Так вот, мы говорили про него и про его взгляды на жизнь, – как он считал, что вся нравственность жизни сводится к тому, чтобы как можно меньше брать от людей и как можно больше давать себя, свою душу, и как для того, чтобы меньше брать, надо держаться первой платоновской добродетели – воздержания: спать на досках, носить один плащ, зимой и летом, есть хлеб с водой и – величайшая роскошь – молоко. (Он жил так, и Марья Александровна считала, что он этим погубил свое здоровье.) А чтобы быть в состоянии давать другим, надо развить в себе духовные силы, из которых главная – любовь, деятельная любовь, служение жизни, улучшение ее. Он так и хотел вести детей, но требования родителей, подчинявшихся обычаям, были другие, и из этого выходило нечто среднее, но и то было хорошо. К счастью, это продолжалось недолго – он прожил у них всего четыре года.
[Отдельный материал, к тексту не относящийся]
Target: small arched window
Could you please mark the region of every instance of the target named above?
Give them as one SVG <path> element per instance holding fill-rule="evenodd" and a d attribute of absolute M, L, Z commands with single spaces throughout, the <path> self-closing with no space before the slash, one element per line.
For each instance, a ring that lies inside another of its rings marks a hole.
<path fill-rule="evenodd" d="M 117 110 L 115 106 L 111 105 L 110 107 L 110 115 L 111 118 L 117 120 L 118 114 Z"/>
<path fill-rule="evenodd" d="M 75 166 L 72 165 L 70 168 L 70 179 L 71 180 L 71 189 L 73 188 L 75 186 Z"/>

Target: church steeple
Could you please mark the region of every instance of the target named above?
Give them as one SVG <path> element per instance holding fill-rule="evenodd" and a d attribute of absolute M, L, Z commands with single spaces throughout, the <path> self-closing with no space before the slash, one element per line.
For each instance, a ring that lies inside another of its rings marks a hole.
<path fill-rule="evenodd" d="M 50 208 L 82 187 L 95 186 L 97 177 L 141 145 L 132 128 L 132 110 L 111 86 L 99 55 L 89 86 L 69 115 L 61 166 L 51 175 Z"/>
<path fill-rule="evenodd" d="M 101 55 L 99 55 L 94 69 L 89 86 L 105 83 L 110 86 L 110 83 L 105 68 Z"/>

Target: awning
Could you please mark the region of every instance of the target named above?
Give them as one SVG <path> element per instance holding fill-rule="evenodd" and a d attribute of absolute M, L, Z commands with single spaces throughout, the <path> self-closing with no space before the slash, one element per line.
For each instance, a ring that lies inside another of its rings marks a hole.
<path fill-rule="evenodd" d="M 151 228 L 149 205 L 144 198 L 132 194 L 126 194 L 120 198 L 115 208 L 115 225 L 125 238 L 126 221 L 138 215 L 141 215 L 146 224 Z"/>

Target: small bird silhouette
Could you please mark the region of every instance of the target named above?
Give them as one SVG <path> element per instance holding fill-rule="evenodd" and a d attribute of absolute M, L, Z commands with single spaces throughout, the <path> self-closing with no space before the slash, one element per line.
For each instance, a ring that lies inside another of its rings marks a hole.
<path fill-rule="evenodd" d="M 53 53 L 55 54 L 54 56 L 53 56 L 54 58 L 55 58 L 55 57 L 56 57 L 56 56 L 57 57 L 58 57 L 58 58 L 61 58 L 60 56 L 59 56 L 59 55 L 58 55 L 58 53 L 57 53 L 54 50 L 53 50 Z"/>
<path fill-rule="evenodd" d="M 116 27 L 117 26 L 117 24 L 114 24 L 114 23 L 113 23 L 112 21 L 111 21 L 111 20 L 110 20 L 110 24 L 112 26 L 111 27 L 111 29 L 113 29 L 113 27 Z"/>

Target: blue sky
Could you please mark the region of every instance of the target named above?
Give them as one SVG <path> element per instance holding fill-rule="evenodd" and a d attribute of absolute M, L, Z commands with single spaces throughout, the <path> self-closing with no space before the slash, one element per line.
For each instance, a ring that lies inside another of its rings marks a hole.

Вспоминала Марья Александровна многие мнения и слова его:
– Да, представьте себе, – говорила она, – я часто читаю теперь духовные поучения, слушаю наставления отца Никодима, и – поверите ли? – она блеснула на меня своими улыбающимися глазами, и я вспомнил ее обычную смелость суждений, – и поверите ли – как все эти духовные поучения много, много ниже того, что я слышала от Петра Никифоровича. То же, но ниже. А главно – он говорил и делал. Да как делал – горел! И сгорел. Помните, когда у Митечки с Верой была скарлатина – вы еще приезжали тогда – он ночи просиживал у больных, а днем не откладывал своих занятий с старшими. Это было для него святое дело. А потом, когда заболел мальчик у Варвары, он то же самое делал и ужасно рассердился, когда не хотели перевести ее мальчика в дом. Мне Варвара недавно напомнила, как ему разбил Ваня – мальчик-слуга – бюст, не помню, какого-то мудреца, и он разбранил его, и как не знал потом, как загладить свою досаду: и прощения просил, и в цирк посылал. Удивительный был человек! Он говорил, что жить, как мы живем, не стоит, и предлагал мужу отдать всю землю крестьянам, а самим жить трудами. Алексей Никифорович только смеялся. А он серьезно это советовал, считал долгом сказать, до чего он додумался. И был прав. Ну, мы жили, как все живут, ну и что ж? Вот мои дети… Я объездила их всех, кроме Пети, прошлого года. Ну, что же? Разве они счастливы? Но, впрочем, нет, нельзя же всё перевернуть, как он хотел. Видно, недаром пал первый человек, и грех вошел в мир.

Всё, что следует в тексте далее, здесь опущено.